Blackberries grew in great arching brambles at the wood’s far edge. Only some were ripe and fell into her hand with their fat juicy weight when she touched them. They were sweet and winy in her mouth. After she had eaten and drunk and picked more for later, Luciente pointed out bouncing Bet to her, pretty pale pink flowers that looked as if they might have escaped from a garden. “Use the leaves for soap.”
“I have real soap.” She rescued the scrap from the pocket of the denim jacket and finally cleaned herself slowly but thoroughly in the brown water of the spring.
Then Luciente showed her half a dozen other weeds she could eat, all of which she took as samples obediently but without enthusiasm. As dusk thickened, so did the cloud of mosquitoes settling over her. They left Luciente alone. “They know I’m not real,” she said. “I hope it wasn’t a bad idea to bring Dawn through. Dawn is a little bent to personal heroics. I should’ve consulted my corns … .
“It’s twilight. Do you think we could risk a small fire?”
“Anything. Look at my arms and legs!” Her body was lumpy with bites. The bugs were settling on her in colonies, like rows of oil derricks pumping away. She and Luciente moved a distance from the spring, back among the pines, but the mosquitoes followed them. Finally she tore western New York from the map and together with dry fallen branches and twigs, they set a fire that caught on the fourth match. “You can roast your potatoes.”
“I forgot them.” She settled against a tree. “Maybe they’ve stopped looking for me. If I was them, I’d watch Dolly’s. After all, I have to go to her for money.”
“This money complicates your lives.”
“But you have those credits.”
Luciente settled down cross‑legged across the fire. “Luxuries are scarce. There is only so much Bordeaux, so much caviar, so much Altiplano gray cheese. Necessities are not scarce. We grow enough food. But there are things no one needs that people enjoy. We try to spread them around. In our region we each get a fixed number of luxury credits. We can spend them all on some really rare luxury–a bottle of great old wine like a 2098 vintage Port for my birthday–or we can have many little treats. We can even save them up for two years. In Parra’s region, Tejas del Sur, they do it by productivity. They have a fixed number of credits for the region, and villages are allotted points by how much above their quota they produce. We think they’ll get tired of that system. It creates rivalry.”
“I think I’d spend my credits on clothes.”
“But that makes no sense, Connie. The costumes circulate. You take them out as you want them. The flimsies anybody can design. A flimsy is as good as you can imagine it to be.”
“But aren’t some clothes better than others?”
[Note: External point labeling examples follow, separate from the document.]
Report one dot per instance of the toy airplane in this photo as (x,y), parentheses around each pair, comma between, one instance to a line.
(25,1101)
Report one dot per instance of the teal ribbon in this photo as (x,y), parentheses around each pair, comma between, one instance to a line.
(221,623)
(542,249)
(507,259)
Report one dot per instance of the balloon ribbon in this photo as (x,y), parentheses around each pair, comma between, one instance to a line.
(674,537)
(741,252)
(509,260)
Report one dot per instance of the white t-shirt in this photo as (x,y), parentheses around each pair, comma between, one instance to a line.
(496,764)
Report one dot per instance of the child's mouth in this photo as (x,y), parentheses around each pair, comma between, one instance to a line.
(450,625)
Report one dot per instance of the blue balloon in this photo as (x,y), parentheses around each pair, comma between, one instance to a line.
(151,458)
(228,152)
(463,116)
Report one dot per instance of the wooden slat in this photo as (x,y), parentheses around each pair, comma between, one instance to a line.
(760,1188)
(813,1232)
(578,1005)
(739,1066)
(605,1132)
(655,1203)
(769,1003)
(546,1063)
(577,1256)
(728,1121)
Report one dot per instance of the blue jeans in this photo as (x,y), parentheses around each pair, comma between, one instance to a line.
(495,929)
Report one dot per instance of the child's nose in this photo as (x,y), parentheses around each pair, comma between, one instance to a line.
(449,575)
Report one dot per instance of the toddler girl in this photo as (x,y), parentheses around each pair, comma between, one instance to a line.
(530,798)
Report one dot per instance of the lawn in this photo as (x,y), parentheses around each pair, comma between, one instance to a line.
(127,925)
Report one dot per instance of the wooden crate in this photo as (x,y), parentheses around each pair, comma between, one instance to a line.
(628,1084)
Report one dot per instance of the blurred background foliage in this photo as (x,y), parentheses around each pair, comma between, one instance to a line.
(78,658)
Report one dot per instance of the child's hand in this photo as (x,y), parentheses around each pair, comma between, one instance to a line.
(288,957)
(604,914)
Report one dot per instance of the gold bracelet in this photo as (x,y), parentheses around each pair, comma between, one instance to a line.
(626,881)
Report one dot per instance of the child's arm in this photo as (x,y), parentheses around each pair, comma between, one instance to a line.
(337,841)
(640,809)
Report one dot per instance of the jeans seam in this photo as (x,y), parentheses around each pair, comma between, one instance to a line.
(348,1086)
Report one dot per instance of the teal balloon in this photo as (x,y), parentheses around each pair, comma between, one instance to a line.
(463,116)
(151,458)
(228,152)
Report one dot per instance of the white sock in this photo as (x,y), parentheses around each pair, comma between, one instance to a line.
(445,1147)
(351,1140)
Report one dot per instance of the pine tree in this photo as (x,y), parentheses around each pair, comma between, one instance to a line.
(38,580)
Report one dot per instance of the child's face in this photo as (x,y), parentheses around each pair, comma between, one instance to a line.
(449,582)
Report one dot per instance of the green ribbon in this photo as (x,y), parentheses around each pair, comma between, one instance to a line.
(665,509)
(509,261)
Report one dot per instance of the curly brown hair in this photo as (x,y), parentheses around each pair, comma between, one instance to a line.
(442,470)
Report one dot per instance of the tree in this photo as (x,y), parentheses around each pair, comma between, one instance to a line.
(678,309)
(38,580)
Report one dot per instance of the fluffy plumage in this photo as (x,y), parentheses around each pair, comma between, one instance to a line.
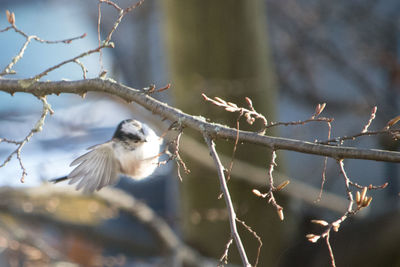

“We all have warm coats and good rain gear. Work clothes that wear well. The costumes are labors of love people give to the community when they want to make something pretty. Sometimes I want to dress up beautiful. Other times I want to be funny. Sometimes I want to body a fantasy, an idea, a dream. Sometimes I want to recall an ancestor, or express a truth about myself–that, say, I am a stubborn goat in character.” Luciente laughed.
“What do you use your credits for, then? Those carved drums I saw you carrying?”
“No, no! Those were made for me by Otter for my birthday. Me, I like Port. And I love the sweet German wine, especially Mosels and Saars and Ruwers. And I like to give presents. Mostly I make them, which is twice a gift, as we say. But sometimes I like to give something pretty and exotic. I can always think of more things to spend credits on than I have credits.”
“Don’t you wish you could have more?”
“As we become more productive, worldwide, as we put less energy into repairing past damages, then we’ll put more energy into producing the unnecessary–the delightful, the pleasing. It will happen.”
Connie smiled, poking the fire idly with a stick that charred at the end. “I ask you about I and you answer me about We.”
“Connie, we are born screaming Ow and I! The gift is in growing to care, to connect, to cooperate. Everything we learn aims to make us feel strong in ourselves, connected to all living. At home.”
“I’m at home here only because you helped me.”
“But this too is a human landscape. Look, someone planted these white pines. Regularly spaced. Look closely at the ground. Beneath the needles you can see marks of old furrows. Plowed ground. As long before you as I am living after you, crops grew here. The earth lives, if it isn’t murdered.”
“Tonight I have to move on. I can’t stay here.”